Человек ничего не замечает, он смотрит в землю мутными глазами, собрав все силы, чтобы добраться до цели. Встречные собаки сначала облаивают его, а потом подбегают понюхать капающую кровь. За ним, в пятидесяти метрах выше по склону, идут агенты уголовного розыска, останавливаются, когда он приваливается к дереву, чтобы перевести дух, и снова идут, когда он снова упрямо пускается в путь.
У подножия холма испытание становится еще мучительнее. На углу он замирает, не поднимая глаз от земли, словно высматривая знакомые булыжники в мостовой, поворачивает направо и еще медленнее, чем прежде, идет по улице Альенде. Люди смотрят, как он проходит мимо, качается, налетает на стену и оставляет на ней темное пятно, ставшее понятным только на следующий день.
— Это кровавый след покойника, — скажут женщины, указывая на черный подтек.
Человек спотыкается на каждом шагу, теряет направление, зигзагами пересекает дорогу и налетает на уличную жаровню, стоящую в дверях одного из домов. Стол, жаровня, угли, сковорода и лепешки с грохотом разлетаются по мостовой во все стороны. Человек идет дальше, двигаясь все неестественнее и быстрее. Народ уступает ему дорогу. Хозяйка жаровни бежит за ним, догоняет, начинает отчитывать, но его бледность заставляет ее замолчать, и, растерявшись, она возвращается, чтобы собрать лепешки.

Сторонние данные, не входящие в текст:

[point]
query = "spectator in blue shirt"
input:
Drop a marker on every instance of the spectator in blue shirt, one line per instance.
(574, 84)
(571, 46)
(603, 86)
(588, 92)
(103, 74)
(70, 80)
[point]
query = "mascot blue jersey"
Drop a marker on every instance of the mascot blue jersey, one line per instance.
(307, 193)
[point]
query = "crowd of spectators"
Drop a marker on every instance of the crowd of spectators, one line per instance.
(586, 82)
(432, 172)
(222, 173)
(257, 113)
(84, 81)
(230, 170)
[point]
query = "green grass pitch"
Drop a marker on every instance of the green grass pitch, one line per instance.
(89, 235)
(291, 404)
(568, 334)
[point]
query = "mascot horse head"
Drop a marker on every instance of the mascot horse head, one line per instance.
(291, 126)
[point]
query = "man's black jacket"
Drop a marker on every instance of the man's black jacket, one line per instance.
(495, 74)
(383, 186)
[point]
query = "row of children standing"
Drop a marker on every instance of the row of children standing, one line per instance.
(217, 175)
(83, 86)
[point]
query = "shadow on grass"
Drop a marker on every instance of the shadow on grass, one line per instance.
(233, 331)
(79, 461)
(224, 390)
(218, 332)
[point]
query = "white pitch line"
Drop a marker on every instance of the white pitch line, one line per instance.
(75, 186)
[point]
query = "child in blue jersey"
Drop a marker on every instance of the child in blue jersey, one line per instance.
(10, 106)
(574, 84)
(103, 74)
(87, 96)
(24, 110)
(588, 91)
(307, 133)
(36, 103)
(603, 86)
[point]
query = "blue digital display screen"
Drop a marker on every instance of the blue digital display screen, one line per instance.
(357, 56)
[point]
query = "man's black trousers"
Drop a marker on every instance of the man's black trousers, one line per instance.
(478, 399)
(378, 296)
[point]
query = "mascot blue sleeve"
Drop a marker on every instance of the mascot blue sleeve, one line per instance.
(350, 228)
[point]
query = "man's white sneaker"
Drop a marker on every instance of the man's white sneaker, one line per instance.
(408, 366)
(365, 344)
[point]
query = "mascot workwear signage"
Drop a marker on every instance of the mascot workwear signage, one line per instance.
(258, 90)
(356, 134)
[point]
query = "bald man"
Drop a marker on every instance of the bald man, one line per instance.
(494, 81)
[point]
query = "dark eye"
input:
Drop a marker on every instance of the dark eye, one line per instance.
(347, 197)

«Прекрасный Мехико» — гласит неоновая вывеска. Сверхъестественным усилием человек поднимается по ступенькам, толкает качающиеся створки двери, входит в заполненное табачным дымом кабаре, распихивает двух посетителей, упирается руками в столик — сидящие смотрят на него и не узнают, — опрокидывает чей-то стакан и падает на пол.
Одна из женщин поднимает крик, разговоры смолкают. Собирается толпа. Музыкальный автомат начинает играть мамбу. Кто-то догадывается его выключить. Тишина. Серафина встает из-за кассы, переходит танцплощадку, проталкивается сквозь толпу к тому месту, куда направлены все взгляды. И понимает, что мертвец, лежащий на полу, — ее племянник.
О жизни Умберто Паредеса Баладро, сына Арканхелы, известно так же мало, как о его смерти.
Он родился в 1939 году в публичном доме на улице Молино. Его матерью была Арканхела, а об отце неизвестно ничего, кроме фамилии — Паредес. (Когда Арканхелу спрашивают об этом субъекте, она прикидывается глухой.)